Numbers 1. Reports of Colonel John P. Slough, First Colorado Infantry.
KOZLOWSKI'S RANCH, March 29, 1862.
COLONEL: Learning from our spies that the enemy, about 1,000 strong, were in the Apache Canon and at Johnston's Ranch beyond, I concluded to reconnoiter in force, with a view of ascertaining the position of the enemy and of harassing them as much as possible; hence left this place with my command, nearly 1,300 strong, at 8 o'clock yesterday morning. To facilitate the reconnaissance I sent Major J. M. Chivington, First Regiment Colorado Volunteers, by a road running to the left of the canon and nearly parallel thereto, with about 430 officers and picked men, with instructions to push forward to Johnson's. With the remainder of the command I entered the canon, and had attained but a short distance when our pickets announced that the enemy was near and had taken position in a thick grove of trees, with their line extending from mesa to mesa across the canon, and their battery, consisting of four pieces, placed in position. I at once detailed a considerable force of flankers, placed the batteries in position, and placed the cavalry - nearly all dismounted - and the remainder of the infantry in position to support the batteries.
Before the arrangement of my forces was completed the enemy opened fire upon us. The action began about 10 o'clock and continued until after 4 p. m. The character of the country was such as to make the engagement of the bushwhacking kind. Hearing of the success of Major Chivington's command, and the object of our movement being successful, we fell back in order to our camp. Our loss in killed is probably 20, including Lieutenant Baker, or Company I, Colorado Volunteers; in wounded probably 50, including Lieutenant Chambers, of Company C, Colorado Volunteers, and Lieutenant McGrath, U. S. Army, who was serving with Captain Ritter's battery; in missing probably 30. The enemy's loss is in killed from 40 to 60 and wounded probably over 100. In addition we took some 25 prisoners and rendered unfit for service three pieces of their artillery.
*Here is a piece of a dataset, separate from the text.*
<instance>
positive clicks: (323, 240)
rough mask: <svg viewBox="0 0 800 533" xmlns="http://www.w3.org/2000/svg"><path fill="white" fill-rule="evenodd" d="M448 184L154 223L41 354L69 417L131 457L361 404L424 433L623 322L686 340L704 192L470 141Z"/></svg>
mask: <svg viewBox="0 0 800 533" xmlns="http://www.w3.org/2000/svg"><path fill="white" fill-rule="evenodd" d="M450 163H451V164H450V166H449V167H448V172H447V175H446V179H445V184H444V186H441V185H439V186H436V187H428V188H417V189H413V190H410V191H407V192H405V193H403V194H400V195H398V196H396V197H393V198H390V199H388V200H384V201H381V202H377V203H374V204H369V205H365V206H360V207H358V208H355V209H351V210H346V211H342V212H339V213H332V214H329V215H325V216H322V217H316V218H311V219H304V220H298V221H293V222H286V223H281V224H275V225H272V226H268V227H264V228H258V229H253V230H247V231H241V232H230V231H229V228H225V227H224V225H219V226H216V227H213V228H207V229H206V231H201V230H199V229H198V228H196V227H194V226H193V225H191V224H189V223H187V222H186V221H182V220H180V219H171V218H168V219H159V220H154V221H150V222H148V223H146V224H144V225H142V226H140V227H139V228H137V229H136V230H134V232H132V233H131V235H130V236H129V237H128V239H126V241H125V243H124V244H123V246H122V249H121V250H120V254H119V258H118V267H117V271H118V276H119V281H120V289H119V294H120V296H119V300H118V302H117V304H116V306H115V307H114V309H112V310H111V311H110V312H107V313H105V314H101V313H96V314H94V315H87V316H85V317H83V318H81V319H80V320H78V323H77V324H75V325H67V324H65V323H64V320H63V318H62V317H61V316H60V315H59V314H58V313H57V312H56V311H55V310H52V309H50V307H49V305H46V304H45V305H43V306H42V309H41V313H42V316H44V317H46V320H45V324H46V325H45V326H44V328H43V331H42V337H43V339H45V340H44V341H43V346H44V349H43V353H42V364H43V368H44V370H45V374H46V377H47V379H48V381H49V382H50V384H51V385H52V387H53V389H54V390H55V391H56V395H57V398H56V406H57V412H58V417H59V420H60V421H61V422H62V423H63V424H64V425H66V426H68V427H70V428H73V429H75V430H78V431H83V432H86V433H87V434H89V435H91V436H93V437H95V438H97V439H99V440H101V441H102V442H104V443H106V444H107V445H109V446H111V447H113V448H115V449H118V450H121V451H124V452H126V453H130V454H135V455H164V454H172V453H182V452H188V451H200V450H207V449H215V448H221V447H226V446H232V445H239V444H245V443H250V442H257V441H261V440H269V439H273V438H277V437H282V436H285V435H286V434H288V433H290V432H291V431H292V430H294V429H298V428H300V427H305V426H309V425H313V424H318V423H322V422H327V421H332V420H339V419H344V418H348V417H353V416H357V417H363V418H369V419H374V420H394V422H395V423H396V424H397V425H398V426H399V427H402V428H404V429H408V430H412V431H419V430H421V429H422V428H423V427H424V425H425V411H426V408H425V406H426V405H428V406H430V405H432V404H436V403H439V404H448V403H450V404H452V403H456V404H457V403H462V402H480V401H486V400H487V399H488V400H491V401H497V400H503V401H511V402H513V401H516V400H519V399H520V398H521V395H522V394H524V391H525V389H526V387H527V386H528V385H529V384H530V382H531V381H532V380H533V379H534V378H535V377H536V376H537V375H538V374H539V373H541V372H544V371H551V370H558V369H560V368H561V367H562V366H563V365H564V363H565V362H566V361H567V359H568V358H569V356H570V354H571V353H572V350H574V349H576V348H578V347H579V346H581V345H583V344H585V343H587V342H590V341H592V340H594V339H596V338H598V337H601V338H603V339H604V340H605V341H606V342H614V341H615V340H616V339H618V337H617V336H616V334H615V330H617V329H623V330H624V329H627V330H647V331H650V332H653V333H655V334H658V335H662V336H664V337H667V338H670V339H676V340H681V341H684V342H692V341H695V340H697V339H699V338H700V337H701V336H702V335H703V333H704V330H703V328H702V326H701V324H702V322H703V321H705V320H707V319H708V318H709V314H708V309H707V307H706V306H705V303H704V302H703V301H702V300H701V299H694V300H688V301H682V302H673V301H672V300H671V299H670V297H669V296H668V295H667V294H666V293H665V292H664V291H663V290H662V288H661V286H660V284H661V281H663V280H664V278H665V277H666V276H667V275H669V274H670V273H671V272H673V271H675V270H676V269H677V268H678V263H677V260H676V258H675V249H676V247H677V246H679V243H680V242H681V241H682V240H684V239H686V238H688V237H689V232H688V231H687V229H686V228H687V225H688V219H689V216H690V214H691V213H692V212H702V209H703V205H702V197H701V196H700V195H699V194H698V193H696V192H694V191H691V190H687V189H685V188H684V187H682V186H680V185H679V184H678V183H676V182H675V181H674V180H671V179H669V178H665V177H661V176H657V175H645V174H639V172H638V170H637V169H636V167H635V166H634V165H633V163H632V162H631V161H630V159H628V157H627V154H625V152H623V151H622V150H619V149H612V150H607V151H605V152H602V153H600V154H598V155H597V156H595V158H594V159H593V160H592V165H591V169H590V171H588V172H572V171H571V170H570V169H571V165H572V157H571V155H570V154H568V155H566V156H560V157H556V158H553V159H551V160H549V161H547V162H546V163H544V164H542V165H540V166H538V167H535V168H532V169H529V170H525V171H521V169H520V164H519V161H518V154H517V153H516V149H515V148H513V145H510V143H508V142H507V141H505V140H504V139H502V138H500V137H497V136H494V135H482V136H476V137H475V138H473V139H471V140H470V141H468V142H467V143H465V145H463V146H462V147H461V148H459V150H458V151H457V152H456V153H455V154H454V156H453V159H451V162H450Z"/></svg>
We took and destroyed their train of about 60 wagons, with their contents, consisting of ammunition, subsistence, forage, clothing, officers' baggage, &c. Among the killed of the enemy 2 majors, 2 captains and among the enemy made three attempts to take our batteries and were repelled in each with severe loss.
The strength of the enemy, as received from spies and prisoners, in the canon was altogether some 1,200 or 1,300, some 200 of whom were at or near Johnson's Ranch, and were engaged by Major Chivington's command.
The officers and men behaved nobly. My thanks are due to my staff officers for the courage and ability with which they assisted me in conducting the engagement.
As soon as all the details are ascertained I will send an official report of the engagement.
JNO P. SLOUGH,
Colonel, Commanding Northern Division, Army of New Mexico.
Colonel E. R. S. CANBY,
Commanding Department of New Mexico.